ERBB2/HER2 Mutations Might Be ‘Targetable Drivers’ in Some Lung Cancers

ERBB2/HER2 mutations appear to be rare but targetable oncogenic drivers in non-small cell lung cancer (NSCLC), according to findings from a small retrospective cohort records analysis published in the Journal of Thoracic Oncology.

“Four of the nine patients had response to targeted therapies, with durations of response ranging from three to 10 months,” noted lead study author Jody C. Chuang, MD, PhD, of the Stanford Hospital & Clinics in Stanford, Calif., and colleagues. “We also explored potential resistance mechanisms upon progression on targeted therapies in a subset of patients, and identified a de novo PIK3CA mutation and ERBB2 copy-number gain as potential resistance mechanisms.”

The receptor tyrosine protein kinase ERBB2/HER2 (HER2/neu) is a tumor driver and amplification of ERBB2 is associated with tumor sensitivity to ERBB2-directed agents in some breast and gastroesophageal tumors. Acquired ERBB2 tumor mutations occur in a small number-perhaps 2%-of people diagnosed with NSCLC, the authors noted.

The researchers identified nine patients with metastatic NSCLC whose tumors harbored ERBB2 exon 20 insertion mutations that had undergone treatment with ERBB2/HER2-targeted agents such as trastuzumab, ado-trastuzumab, or afatinib. Seven of the patients were treated at Stanford University in California and two others were treated at the Sun-Yat-sen University Cancer Center in China. Responses were assessed using RECIST v1.1 criteria.

Four female patients experienced responses to ERBB2-targeted therapies, for a response rate of 44%. These patients had been administered trastuzumab plus chemotherapy; two of them had received also afatinib.

Five patients, three of whom were male, did not experience responses.

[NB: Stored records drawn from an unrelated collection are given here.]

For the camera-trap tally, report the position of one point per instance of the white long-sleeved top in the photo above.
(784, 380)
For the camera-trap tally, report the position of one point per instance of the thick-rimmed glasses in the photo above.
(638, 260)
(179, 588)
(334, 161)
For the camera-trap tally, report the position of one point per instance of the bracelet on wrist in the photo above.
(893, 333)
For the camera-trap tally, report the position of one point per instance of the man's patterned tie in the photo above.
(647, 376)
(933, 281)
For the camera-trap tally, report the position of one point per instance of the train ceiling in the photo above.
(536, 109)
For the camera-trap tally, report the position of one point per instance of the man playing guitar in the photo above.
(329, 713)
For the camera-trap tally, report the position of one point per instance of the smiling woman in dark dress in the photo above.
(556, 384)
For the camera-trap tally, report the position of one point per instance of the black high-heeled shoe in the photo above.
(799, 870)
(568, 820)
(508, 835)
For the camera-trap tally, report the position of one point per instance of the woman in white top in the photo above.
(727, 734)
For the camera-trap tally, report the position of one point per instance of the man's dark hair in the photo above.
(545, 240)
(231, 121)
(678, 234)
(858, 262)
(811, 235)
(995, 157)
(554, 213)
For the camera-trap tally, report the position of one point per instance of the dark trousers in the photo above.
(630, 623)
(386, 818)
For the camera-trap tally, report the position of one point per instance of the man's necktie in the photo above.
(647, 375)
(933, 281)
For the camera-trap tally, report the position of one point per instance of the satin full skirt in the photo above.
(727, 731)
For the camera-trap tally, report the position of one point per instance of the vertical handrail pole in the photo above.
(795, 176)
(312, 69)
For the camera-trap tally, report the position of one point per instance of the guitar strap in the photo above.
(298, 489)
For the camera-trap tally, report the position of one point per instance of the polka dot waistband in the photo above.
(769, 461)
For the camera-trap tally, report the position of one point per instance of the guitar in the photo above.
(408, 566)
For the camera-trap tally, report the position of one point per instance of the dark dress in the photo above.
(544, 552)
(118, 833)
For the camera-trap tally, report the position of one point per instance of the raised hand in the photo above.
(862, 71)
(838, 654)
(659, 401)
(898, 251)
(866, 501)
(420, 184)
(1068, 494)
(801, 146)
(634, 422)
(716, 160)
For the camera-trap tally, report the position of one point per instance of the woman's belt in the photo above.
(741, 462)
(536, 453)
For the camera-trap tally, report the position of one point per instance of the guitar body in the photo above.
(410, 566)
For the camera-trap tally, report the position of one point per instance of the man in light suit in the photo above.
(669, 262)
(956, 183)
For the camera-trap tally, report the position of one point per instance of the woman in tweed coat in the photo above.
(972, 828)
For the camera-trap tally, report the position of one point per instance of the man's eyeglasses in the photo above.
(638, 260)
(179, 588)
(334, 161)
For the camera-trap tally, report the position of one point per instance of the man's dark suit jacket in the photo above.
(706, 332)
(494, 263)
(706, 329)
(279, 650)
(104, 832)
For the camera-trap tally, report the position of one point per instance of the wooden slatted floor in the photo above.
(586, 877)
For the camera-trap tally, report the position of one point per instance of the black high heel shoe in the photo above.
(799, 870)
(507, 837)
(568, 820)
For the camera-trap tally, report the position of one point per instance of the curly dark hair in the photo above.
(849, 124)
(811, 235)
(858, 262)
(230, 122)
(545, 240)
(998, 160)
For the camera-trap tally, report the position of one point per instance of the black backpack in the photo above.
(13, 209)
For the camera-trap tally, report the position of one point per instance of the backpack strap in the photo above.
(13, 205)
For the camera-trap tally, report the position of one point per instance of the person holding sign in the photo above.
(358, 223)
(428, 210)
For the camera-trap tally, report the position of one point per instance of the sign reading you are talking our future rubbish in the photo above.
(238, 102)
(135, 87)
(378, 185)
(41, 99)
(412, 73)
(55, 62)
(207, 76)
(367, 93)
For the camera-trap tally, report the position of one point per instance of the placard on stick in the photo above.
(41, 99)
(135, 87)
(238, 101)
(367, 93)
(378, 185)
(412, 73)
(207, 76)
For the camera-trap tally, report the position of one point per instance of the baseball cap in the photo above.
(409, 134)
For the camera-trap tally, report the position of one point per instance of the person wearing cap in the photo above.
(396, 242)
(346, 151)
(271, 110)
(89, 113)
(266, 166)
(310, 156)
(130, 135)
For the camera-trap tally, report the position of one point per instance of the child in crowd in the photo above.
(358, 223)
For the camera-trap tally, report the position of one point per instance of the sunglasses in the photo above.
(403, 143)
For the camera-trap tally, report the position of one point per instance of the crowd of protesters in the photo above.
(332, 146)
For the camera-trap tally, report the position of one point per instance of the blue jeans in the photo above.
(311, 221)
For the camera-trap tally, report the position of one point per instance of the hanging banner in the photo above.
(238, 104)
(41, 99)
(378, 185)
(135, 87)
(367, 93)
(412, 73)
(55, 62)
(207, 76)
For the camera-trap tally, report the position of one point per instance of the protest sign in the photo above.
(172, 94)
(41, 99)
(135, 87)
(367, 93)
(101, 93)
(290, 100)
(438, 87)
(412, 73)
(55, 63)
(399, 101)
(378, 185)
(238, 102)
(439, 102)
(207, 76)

Patients with ERBB2 mutations “tend to be younger with little or no smoking history,” the authors noted. One patient had a novel PIK3CA mutation (R425L) that might have conveyed trastuzumab resistance.

Tolerability was a “challenge” for the patients, including dose-limiting afatinib toxicities (diarrhea and mucositis).

Additional research is needed and although one of the patients failed to respond to nivolumab, immunotherapies are nevertheless also “worth considering” for ERBB2 mutation-harboring NSCLC, the authors believe.

Coauthors disclosed payments from ACEA, Celgene, Clovis, Gilead, Nektar, Peregrine, Pfizer, and Roche.